Le 3 août 2016, en Conseil des ministres, le Gouvernement a pris le pari de la labellisation de l’attiéké. S’inspirant de la campagne électorale du candidat KKB à la présidentielle de 2015 en faveur de l’attiéké, l’État promettait alors d’‘’assurer la protection juridique internationale de l’appellation ‘attiéké’ ainsi que du mode de production de cette denrée’’.

Mais le Gouvernement a choisi de rester aux effets d’annonce, ne donnant aucun moyen à la structure technique chargée de l’opération, l’Office ivoirien de la propriété intellectuelle (OIPI), pour saisir l’Organisation africaine de la propriété intellectuelle (OAPI).

Et ce qui devait arriver dans ce monde de concurrence sauvage est survenu. Une ressortissante burkinabé, Mme Florence Kaboré épouse Bassono, est venu couper l’herbe sous les pieds des Ivoiriens et ironie du sort, sur le sol ivoirien.

La conséquence de cette double gifle est imparable. L’appellation ‘’attiéké’’ ne bénéficie plus d’une protection juridique internationale. Ce semoule de manioc bien ivoirien dont la notoriété a longtemps franchi les frontières du pays, n’est plus, comme le champagne ou le Bordeaux français, une marque déposée.

De ce fait, la Côte d’Ivoire perd le brevet (qu’il n’a jamais demandé) et ne peut plus revendiquer des droits. Sans compter que le pays ne sera plus la référence mondiale dans la conception et l’exportation de ‘’sa denrée’’ maintenant fabriquée dans la sous-région (Burkina Faso, Mali…) et dans plusieurs autres pays dont la Chine.
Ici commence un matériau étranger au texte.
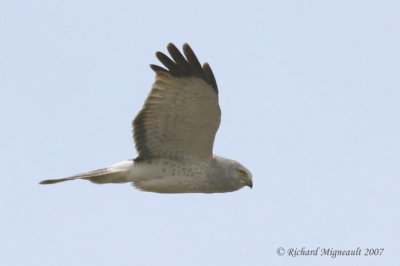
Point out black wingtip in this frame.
[150,43,218,94]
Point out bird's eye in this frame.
[238,169,246,176]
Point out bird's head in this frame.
[232,162,253,188]
[214,156,253,190]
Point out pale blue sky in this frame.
[0,0,400,266]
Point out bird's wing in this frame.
[133,43,221,160]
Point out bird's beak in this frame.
[242,176,253,188]
[246,178,253,188]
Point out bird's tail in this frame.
[39,160,133,185]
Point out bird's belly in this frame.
[128,159,210,193]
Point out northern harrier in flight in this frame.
[40,43,253,193]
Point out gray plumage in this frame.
[41,43,253,193]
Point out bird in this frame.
[40,43,253,193]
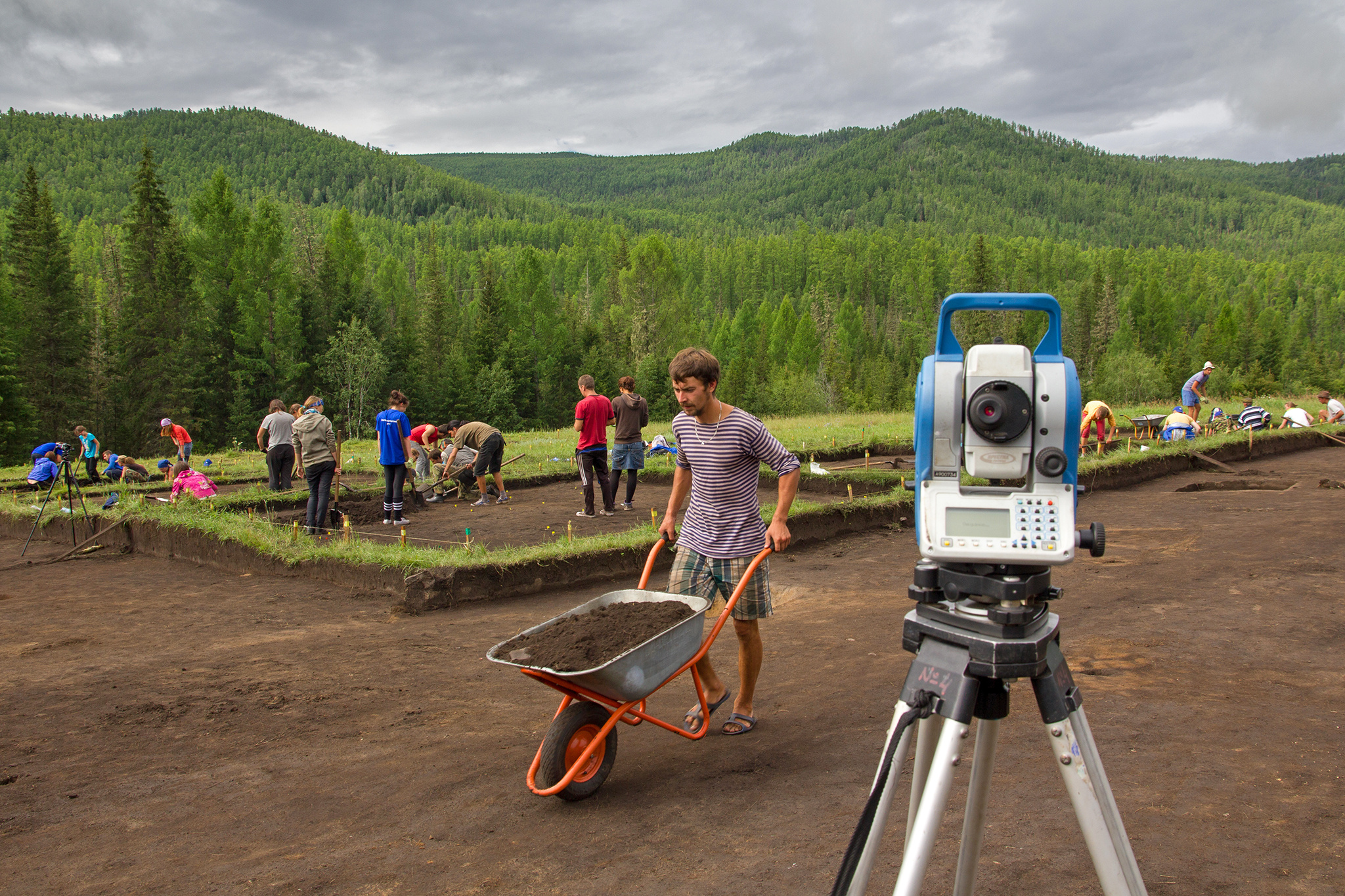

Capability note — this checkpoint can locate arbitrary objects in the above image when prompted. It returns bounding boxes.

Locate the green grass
[0,470,909,572]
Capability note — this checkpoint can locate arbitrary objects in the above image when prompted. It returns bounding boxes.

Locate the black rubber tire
[537,700,616,802]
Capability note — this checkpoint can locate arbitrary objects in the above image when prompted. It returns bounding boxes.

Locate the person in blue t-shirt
[374,389,414,525]
[1181,362,1214,421]
[32,442,66,463]
[24,452,58,492]
[76,426,100,482]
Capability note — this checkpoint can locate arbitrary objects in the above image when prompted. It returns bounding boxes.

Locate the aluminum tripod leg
[846,701,915,896]
[1046,710,1147,896]
[906,716,943,843]
[952,719,1000,896]
[892,719,969,896]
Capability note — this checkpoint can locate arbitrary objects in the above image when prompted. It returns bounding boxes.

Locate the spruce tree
[5,165,89,442]
[116,145,196,452]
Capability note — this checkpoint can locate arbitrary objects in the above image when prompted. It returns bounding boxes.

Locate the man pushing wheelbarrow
[487,348,799,801]
[659,348,799,735]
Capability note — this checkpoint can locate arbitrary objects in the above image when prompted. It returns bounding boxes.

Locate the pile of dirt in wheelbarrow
[495,601,692,672]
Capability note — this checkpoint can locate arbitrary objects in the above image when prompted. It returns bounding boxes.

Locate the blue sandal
[720,712,756,738]
[682,691,733,735]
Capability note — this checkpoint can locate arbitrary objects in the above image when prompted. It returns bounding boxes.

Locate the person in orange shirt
[159,416,191,461]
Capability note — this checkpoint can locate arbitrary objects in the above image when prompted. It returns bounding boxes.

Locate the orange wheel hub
[565,725,607,783]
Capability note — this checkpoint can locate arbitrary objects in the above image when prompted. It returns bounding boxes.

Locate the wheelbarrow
[485,539,771,802]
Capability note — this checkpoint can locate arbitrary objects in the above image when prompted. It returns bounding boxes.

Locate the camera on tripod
[915,293,1104,566]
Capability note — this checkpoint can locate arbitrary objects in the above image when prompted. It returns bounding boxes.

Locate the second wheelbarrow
[485,539,771,802]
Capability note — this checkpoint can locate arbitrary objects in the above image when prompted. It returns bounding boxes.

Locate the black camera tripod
[831,537,1147,896]
[19,454,93,557]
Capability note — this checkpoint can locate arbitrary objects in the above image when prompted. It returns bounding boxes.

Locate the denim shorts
[612,442,644,470]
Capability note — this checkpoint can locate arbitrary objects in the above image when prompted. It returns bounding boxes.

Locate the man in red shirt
[574,373,616,520]
[412,423,439,480]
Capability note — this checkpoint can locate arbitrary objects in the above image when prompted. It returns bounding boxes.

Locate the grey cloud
[0,0,1345,158]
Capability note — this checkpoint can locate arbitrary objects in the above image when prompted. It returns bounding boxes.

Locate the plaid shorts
[669,547,772,620]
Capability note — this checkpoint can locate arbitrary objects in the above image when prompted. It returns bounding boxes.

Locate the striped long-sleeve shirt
[672,407,799,559]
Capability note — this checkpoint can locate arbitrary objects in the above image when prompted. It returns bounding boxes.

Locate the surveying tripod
[19,456,93,557]
[833,553,1147,896]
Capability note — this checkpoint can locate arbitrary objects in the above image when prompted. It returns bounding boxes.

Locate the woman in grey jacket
[290,395,340,534]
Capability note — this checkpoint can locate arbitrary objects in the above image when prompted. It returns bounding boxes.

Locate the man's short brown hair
[669,348,720,387]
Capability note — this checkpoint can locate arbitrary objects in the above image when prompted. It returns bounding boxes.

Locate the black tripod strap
[831,691,935,896]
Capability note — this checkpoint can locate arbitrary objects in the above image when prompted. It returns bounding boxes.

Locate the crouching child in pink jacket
[172,461,219,502]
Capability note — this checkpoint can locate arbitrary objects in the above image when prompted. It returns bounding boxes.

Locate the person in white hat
[1181,362,1214,421]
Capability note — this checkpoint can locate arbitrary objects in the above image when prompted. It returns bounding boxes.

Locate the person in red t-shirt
[574,373,616,520]
[159,416,191,461]
[412,423,447,480]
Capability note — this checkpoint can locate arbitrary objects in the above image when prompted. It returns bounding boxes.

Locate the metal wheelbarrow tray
[485,539,771,801]
[485,588,710,702]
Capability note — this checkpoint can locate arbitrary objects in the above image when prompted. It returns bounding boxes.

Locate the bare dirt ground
[0,449,1345,896]
[275,475,837,548]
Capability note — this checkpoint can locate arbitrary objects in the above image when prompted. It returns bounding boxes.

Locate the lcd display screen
[944,508,1010,539]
Le comble du ridicule, c’est que le 23 novembre, c’est-à-dire le lendemain de la perte du droit de propriété, le ministère ivoirien du Commence et de l’Industrie a lancé le processus de la labellisation de …‘’l’attiéké des lagunes’’.
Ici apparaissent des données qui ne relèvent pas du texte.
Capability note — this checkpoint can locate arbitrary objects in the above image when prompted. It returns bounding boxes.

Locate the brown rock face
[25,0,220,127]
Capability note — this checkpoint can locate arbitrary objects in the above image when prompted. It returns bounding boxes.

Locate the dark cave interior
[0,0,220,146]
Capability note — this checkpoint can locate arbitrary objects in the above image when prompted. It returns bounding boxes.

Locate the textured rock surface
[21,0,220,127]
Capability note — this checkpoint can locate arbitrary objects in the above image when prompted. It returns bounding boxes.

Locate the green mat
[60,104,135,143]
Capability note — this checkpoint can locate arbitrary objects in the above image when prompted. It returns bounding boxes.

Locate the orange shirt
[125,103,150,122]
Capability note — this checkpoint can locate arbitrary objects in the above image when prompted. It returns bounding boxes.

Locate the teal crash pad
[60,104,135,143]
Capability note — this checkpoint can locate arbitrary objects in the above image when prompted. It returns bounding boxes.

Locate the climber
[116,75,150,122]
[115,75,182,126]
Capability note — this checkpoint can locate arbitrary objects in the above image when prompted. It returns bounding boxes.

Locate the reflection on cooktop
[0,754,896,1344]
Si elle ne trahit pas une collusion, cette réaction du médecin après la mort laisse penser à une complicité et une co-action dans la mise à mort de l’appellation ‘’attiéké’’ tombée dans le domaine public.

Il va rester un autre produit très prisé: l’alloco, la friture de banane mûre. Qui risque encore de nous filer entre les doigts.